On 28 April 1696 Francken married Christina Clara who was originally from Boechout. His wife later developed a mental illness and was said to have run away from home naked. His wife's family accused Francken of having caused his wife's illness by squandering her inheritance. The dispute between the two families became quite heated and Constantijn was ordered by penalty of physical punishment to desist from insulting his brother-in-law. It appears that he spent above his means although he was successful as an artist and his works fetched high prices. He sold in 1703 a large painting of the Battle of Ekeren of 1703 (now in the Royal Museum of Fine Arts Antwerp) to the city of Antwerp for 280 Guilders.

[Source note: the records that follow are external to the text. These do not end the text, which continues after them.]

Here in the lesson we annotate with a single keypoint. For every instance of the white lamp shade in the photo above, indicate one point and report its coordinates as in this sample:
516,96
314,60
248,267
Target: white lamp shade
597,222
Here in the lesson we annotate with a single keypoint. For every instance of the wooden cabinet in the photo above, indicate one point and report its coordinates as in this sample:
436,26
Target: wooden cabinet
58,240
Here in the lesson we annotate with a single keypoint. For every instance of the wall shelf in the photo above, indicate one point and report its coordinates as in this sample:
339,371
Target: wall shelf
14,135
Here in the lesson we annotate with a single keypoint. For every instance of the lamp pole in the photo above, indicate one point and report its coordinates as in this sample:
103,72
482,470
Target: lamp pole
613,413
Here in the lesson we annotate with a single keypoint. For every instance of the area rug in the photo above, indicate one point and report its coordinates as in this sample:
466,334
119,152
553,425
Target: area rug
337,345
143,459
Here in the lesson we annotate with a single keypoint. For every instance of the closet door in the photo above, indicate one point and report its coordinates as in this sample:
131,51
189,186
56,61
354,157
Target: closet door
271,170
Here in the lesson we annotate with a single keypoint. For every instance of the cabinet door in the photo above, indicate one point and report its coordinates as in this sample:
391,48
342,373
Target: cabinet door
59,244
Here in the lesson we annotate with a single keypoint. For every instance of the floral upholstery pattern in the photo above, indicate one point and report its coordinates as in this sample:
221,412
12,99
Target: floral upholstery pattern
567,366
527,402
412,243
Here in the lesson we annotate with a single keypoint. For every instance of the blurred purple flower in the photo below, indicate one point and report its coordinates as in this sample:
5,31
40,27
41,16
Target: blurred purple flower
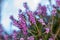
44,9
5,37
22,22
30,38
1,29
14,35
51,39
31,17
47,30
58,2
40,39
41,21
54,11
21,38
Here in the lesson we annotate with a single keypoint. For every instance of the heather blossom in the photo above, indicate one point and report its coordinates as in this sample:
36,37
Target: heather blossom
58,3
23,23
30,38
51,39
14,35
54,11
21,38
41,21
47,30
31,17
44,9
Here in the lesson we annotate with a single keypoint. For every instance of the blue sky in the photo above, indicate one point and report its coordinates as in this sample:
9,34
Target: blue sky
11,7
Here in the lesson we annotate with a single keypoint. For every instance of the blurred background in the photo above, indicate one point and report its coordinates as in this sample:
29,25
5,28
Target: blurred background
11,7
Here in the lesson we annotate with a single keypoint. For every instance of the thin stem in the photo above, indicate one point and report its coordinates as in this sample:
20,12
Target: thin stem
57,32
38,30
52,23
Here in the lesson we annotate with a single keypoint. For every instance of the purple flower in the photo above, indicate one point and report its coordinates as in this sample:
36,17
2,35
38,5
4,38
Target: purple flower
1,29
54,11
41,21
25,5
5,37
51,39
23,25
41,10
44,9
58,2
31,17
21,38
47,30
14,35
30,38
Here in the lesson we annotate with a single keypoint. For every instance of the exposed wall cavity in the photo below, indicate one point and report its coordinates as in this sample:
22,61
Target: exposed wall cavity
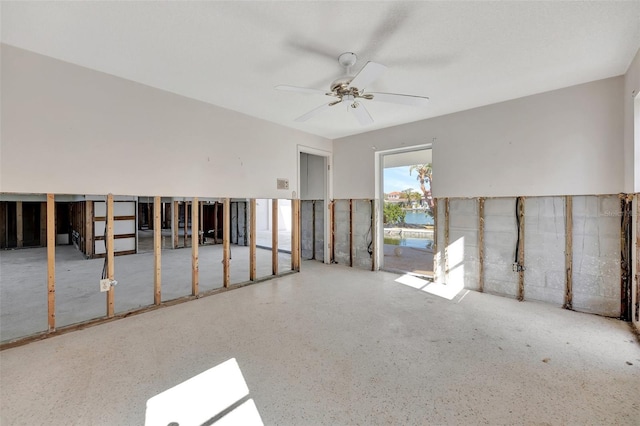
500,238
341,232
352,233
544,247
577,266
312,229
463,242
596,254
362,238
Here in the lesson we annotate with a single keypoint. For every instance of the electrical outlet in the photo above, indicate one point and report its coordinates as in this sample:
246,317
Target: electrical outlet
105,285
282,183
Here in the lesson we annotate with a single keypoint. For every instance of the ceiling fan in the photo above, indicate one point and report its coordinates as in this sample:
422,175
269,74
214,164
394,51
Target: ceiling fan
351,90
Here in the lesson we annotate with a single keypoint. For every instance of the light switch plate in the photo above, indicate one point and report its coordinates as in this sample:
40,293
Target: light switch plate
105,285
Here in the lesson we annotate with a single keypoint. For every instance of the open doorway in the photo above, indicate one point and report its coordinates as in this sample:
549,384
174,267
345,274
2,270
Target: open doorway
313,193
407,212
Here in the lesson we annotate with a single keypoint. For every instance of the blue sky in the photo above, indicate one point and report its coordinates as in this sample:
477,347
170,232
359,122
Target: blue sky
398,179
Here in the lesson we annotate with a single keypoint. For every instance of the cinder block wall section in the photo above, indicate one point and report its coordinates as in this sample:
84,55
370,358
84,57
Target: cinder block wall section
596,254
593,283
500,238
352,233
312,229
463,246
544,248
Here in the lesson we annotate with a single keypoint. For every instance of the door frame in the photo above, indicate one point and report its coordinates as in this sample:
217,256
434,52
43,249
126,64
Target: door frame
328,190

He died debt-laden on 12 January 1717 in Antwerp in a house he was renting in de Lange Nieuwstraat. He was buried on the same day in the St. James' Church.

==Work==
While Francken seems to have worked mainly as a portrait painter during his 15-year residence in France, there are no known portraits by his hand. He is now only known for landscapes depicting military episodes. In addition to the Battle of Ekeren, he painted a canvas showing Maarten van Rossum's departure after his attack on Antwerp on 24 July 1542 (Museum aan de Stroom, Antwerp), The siege of Namur by William III of Orange (unknown location), the Presentation of the keys of Strasbourg to Louis XIV (Musée historique de Strasbourg) and an unlocated bird's eye view of a battle painted in 1702.

He was very skilled at placing the various actors in the military scenes in lively positions.